Our analysis shows that region of residence is an important factor in sexual behaviour of young people. First, it is important to note that less than one-third of our study sample were young people resident in northern regions of Nigeria. Our focus on unmarried young people accounts for this as the rate of early marriage is quite high in northern Nigeria as established in previous studies [3740]. Our findings show that North-east region had a significantly higher rate of multiple sexual partnerships compared to South-west, and young people in the South-west region were less likely to report inconsistent condom use compared to those in other regions of the country. These findings reflect the effects of residential spaces and place-based characteristics on sexual behaviours of young people [22]. Also our results show that young people in rural areas were more likely to report inconsistent condom use than those in urban settings, thus demonstrating that rural population remains underserved in family planning and reproductive health services.

The different data points in our analysis established comprehensive HIV/AIDS knowledge as a protective factor against early sex, inconsistent condom use and non-use of modern contraception among young people. Given that young people largely underestimate their risk of contracting HIV infection [38, 41, 42], there is need for expansion of programme on comprehensive HIV/AIDS knowledge among the youths.

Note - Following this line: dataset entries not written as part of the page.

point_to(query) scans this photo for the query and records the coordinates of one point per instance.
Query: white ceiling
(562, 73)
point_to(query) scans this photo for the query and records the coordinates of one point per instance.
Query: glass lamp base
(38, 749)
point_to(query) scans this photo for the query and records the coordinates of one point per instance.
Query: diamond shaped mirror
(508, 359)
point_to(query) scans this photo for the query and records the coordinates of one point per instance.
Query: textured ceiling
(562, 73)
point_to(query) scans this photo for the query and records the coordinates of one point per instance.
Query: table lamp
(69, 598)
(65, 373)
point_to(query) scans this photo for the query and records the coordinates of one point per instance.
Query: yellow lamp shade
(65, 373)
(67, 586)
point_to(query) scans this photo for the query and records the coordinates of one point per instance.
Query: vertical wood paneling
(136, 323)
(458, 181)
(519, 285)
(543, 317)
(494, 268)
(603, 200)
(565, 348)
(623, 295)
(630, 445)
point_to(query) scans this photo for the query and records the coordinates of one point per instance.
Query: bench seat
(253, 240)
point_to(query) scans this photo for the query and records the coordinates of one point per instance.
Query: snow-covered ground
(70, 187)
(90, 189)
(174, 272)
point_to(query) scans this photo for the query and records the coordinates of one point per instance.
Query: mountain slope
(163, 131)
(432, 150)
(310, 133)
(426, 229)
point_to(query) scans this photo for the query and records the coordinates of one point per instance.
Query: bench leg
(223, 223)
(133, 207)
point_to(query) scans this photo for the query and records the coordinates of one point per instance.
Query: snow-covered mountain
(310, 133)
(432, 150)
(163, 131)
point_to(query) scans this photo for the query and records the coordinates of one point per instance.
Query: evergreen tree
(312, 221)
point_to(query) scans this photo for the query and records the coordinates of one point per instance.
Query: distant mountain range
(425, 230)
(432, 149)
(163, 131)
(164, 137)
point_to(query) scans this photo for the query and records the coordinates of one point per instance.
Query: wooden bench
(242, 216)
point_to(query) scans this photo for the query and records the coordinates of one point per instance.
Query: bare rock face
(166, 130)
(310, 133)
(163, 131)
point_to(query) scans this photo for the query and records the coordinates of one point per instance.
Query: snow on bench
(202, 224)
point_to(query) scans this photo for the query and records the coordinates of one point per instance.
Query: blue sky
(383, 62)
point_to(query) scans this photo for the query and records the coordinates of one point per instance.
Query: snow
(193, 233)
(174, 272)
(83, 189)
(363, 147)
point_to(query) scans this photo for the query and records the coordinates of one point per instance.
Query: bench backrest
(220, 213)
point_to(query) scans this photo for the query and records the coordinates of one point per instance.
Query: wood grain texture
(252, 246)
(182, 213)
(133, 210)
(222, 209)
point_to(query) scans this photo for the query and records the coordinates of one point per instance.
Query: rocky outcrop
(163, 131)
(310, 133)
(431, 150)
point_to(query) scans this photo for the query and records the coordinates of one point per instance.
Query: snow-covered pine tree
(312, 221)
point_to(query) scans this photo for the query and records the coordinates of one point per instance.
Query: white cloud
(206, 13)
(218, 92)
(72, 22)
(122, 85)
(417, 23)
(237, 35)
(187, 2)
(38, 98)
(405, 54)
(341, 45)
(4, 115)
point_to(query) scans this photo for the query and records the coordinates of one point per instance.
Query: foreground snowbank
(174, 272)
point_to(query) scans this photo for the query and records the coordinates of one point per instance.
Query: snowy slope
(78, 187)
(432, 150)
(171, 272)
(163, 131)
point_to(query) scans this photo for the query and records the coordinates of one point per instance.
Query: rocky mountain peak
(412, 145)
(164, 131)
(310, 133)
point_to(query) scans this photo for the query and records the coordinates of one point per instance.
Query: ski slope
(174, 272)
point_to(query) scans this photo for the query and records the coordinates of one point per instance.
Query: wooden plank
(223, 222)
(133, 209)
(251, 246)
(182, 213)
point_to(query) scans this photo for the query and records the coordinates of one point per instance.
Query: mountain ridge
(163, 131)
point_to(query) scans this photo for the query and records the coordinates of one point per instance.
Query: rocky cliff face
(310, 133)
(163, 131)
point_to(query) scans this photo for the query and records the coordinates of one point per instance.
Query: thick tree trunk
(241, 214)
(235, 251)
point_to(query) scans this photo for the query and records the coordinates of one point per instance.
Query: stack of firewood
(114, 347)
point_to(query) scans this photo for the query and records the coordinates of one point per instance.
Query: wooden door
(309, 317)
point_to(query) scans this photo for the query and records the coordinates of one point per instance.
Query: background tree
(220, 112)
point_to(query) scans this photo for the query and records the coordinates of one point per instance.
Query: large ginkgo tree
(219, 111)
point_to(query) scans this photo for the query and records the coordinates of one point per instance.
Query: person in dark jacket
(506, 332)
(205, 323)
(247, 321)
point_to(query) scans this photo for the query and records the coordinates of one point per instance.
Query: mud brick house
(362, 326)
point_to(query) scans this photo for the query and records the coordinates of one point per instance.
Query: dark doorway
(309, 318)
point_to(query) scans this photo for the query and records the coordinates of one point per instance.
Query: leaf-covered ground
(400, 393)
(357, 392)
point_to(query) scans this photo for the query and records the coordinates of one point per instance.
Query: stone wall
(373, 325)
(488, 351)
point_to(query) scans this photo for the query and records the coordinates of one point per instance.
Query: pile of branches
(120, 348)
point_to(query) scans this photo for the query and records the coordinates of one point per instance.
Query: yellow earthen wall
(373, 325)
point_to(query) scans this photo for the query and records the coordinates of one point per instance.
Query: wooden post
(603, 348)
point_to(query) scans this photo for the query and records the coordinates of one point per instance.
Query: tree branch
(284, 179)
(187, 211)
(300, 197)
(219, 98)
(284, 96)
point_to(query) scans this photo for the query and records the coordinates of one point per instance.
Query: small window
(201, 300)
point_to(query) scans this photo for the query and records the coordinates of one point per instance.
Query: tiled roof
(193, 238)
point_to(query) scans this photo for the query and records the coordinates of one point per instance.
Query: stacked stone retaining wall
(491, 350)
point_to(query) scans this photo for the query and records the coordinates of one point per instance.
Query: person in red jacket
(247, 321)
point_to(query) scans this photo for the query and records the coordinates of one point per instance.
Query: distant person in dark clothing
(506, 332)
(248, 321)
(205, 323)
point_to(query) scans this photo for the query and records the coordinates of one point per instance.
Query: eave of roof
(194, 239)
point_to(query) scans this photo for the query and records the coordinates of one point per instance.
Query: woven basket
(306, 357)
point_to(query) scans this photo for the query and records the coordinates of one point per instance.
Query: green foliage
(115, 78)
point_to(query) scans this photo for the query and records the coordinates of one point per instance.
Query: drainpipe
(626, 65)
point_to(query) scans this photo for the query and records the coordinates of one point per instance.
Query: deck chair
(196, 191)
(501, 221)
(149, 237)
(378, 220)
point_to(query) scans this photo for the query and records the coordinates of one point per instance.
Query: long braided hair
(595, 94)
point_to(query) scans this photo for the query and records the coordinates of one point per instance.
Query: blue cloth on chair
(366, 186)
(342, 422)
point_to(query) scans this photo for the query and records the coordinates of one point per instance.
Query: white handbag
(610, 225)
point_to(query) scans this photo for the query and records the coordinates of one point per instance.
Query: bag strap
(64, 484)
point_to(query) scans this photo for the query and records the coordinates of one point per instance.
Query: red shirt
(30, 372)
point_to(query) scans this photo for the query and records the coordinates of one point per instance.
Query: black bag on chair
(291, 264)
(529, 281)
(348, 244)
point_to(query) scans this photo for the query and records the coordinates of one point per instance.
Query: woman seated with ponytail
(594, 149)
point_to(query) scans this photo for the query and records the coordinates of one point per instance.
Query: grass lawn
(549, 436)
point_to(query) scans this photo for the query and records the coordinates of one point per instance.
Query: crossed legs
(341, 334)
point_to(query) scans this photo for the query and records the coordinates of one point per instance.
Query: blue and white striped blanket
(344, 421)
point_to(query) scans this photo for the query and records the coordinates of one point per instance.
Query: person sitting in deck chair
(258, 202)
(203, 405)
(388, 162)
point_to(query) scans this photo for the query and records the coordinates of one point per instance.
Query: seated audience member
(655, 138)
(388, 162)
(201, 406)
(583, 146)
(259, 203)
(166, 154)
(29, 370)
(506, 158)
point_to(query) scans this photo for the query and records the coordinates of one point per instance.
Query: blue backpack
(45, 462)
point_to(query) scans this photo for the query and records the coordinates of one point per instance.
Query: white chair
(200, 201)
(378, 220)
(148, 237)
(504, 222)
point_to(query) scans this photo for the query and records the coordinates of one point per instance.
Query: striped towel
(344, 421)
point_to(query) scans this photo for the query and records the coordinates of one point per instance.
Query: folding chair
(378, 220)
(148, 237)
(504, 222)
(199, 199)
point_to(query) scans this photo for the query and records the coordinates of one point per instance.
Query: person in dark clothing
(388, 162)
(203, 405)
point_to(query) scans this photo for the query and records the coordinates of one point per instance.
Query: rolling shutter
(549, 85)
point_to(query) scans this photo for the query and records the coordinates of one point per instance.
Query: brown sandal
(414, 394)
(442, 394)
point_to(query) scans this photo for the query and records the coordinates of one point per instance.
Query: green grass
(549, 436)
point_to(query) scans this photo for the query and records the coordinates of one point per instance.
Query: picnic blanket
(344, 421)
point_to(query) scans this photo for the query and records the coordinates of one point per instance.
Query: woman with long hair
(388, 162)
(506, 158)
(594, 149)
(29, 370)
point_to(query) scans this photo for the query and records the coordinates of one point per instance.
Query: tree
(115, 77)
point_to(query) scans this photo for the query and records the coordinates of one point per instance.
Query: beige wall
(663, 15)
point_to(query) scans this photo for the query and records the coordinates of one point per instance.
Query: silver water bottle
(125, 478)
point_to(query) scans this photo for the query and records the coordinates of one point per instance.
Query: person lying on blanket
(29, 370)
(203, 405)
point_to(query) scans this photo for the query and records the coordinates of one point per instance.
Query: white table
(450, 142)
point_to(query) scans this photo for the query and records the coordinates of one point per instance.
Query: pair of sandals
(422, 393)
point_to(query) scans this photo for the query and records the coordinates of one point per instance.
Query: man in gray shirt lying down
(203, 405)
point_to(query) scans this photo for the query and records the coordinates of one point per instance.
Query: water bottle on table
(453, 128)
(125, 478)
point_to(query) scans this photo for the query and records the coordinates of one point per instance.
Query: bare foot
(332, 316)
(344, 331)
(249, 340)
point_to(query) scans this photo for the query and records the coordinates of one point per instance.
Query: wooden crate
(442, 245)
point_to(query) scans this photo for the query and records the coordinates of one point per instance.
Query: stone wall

Although the use of three repeated nationally representative sample surveys provide some strengths and it enabled us to explore trends and changes in contraceptive and sexual behaviours, secondary analysis of cross-sectional data has some limitations. This include inability to explore other relevant variables (outside the data collection framework of the original study) such as cultural practices and gender inequality dynamics which may affect SRH concerns of the adolescents. Besides, the study analysed self-reported data which may have some likelihood of social desirability and recall biases, albeit we used the most current information which offers the advantage and potential of reducing the possibility of recall bias.

Conclusion

This study has provided an important up-to-date evidence on the changes in contraceptive and sexual behaviours of young unmarried men and women in Nigeria. The study established a consistently high prevalence of risky sexual behaviour among young people over the ten-year period (2008–2018). Overall, we found that the rate of inconsistent condom use, non-use of modern contraceptives, multiple sexual partnership and early sexual initiation remain high among Nigerian youths. Females constitute higher proportion with inconsistent condom use, non-use of modern contraceptives and early sexual initiation, while males constitute higher proportion with multiple sexual partnerships and no significant progress has been made in terms of contraceptive and sexual behaviours.

The present study lends credence to the previous findings and confirms Nigeria as a high-burden country for adolescent and youth health problems with SRH being a significant contributor. We found that prevalence of risky sexual behaviour was higher among young women than men, except for multiple sexual partnership, thus reflecting a gender-based dimension in the poor SRH outcomes. Our findings have important policy implications. There is need for gender-specific policies and programmes that account for specific gender peculiarities regarding the SRH outcomes between males and females. This study suggests that many previous policies and intervention efforts targeting adolescent and youth SRH have been largely ineffective, and therefore recommends the need to prioritise future actions that are well-tailored towards the specific needs of young men and women.

Considering the lack of progress towards achieving SDG target 3.7 as it relates to young people, there is need to examine the framing, coverage and effectiveness of SRH programming for young people for an improved outcome in Nigeria. The findings of the present study have utility for informing future actions and for guiding key areas for programmatic focus among the sub-groups of young people–male and female, as well as older and younger sub-groups.